I sit under this yellow comforter and wait for that inevitable moment trying to figure out the intersection between grace and discipline.
When I was eleven I used to creep out of my bedroom and down the hallway to where my mom and dad were watching TV. He always got home so late, late. And I wanted to be part of their magical moments of reconnection – listening as they sifted through the day or just sat quiet together watching Thirty Something. I wanted to be where they were. And ice cream, I usually wanted ice cream as well.
My dad, he would notice me there, tucked in behind the living room wall hoping simultaneously to be invisible and invited. He would smile slow and quietly wave a hand toward me and I’d scuttle up around the back of the couch and into the crook of his arm. I would perch so quietly hoping by taking as few breaths as humanly possible I would manage to deflect my mother’s irritation.
But I was never quiet enough and she was always tired enough for three.
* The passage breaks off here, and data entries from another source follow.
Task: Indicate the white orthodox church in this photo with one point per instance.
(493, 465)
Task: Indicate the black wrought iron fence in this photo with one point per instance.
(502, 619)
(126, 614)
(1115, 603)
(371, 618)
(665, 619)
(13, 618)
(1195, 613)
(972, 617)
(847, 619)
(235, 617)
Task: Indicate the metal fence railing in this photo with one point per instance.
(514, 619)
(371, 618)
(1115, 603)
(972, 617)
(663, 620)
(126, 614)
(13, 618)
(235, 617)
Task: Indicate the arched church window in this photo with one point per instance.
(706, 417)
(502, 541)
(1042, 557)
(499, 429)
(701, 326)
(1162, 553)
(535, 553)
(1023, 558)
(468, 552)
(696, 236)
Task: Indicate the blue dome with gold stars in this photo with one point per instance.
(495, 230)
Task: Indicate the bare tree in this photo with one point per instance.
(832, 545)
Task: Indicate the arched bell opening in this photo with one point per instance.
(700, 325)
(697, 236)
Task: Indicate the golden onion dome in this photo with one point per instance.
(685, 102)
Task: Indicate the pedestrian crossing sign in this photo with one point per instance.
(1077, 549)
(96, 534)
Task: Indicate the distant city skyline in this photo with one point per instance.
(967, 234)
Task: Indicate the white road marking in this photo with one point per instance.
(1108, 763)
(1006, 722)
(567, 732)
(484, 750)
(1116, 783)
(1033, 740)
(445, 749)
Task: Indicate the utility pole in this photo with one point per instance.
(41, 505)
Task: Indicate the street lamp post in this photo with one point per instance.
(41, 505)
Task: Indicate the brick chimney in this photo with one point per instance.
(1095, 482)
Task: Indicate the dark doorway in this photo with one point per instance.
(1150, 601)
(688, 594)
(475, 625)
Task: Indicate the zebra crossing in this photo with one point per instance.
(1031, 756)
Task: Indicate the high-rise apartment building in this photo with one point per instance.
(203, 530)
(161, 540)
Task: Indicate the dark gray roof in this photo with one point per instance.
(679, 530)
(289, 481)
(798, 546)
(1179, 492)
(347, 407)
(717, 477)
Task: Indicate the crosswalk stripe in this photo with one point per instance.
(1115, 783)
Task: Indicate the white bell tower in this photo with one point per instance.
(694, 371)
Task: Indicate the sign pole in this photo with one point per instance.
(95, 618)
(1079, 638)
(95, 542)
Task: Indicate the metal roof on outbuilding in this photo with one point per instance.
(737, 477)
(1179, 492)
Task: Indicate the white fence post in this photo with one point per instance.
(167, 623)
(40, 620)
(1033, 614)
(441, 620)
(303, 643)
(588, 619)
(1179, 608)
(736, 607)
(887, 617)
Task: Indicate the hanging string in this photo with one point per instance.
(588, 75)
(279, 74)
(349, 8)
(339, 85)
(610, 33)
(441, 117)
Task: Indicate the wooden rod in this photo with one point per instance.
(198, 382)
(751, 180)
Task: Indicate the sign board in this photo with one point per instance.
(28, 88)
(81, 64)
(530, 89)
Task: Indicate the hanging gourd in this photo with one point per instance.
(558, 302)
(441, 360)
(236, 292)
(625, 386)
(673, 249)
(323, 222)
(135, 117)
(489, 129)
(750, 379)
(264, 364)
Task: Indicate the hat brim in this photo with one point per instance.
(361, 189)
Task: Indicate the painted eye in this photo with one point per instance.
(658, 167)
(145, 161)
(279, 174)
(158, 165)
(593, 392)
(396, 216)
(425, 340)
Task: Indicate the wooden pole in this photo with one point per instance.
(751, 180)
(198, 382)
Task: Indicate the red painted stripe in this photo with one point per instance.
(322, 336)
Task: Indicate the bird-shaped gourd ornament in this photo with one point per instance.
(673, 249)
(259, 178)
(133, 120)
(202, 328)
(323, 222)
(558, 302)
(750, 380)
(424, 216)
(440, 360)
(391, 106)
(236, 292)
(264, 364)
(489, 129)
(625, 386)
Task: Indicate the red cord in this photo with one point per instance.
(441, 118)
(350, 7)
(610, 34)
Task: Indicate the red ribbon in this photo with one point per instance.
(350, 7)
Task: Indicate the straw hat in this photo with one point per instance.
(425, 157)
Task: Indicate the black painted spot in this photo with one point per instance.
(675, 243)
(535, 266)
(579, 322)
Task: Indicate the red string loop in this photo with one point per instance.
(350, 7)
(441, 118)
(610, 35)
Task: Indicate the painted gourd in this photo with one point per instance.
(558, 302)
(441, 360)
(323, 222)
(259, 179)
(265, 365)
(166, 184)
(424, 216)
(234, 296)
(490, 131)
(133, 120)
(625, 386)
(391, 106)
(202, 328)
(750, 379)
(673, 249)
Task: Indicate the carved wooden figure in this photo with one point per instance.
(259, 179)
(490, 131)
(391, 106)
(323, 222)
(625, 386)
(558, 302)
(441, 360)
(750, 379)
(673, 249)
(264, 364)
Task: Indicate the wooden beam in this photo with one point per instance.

It took me right up until moments like tonight to understand what was going on in her head. And it’s that snapshot memory that keeps me from barreling down the hallway and yelling like the banshee I feel like on the inside. Tired, over stimulated with kid-speak, seeking sanctuary in a conversation or TV show, she still held her breath when her daughter wouldn’t stay in bed. And I’m guessing it cost her more than it cost the shallow breathing-please-let-me-stay eleven-year-old who was curled up on the couch in comfortable delight.
Sure, she may have muttered under her breath and sighed dramatically and glared in my direction. But she let me stay. She let me savor their alone time. She gave me the gift of a memory of closeness and not temper.
So tonight when I go back and open the door to the chaos and the boys and their delight at being up together and with me, I will understand what’s going on in their hearts and try hard to hold my breath. I may mutter and sigh at them and insist that they stay put. But I will also burrito hug them into their blankets. I will get them one more sip of water. I will turn the night lights just so and tuck in their toes exactly the way they like. And pray that one day they remember to return the favor for their own kids.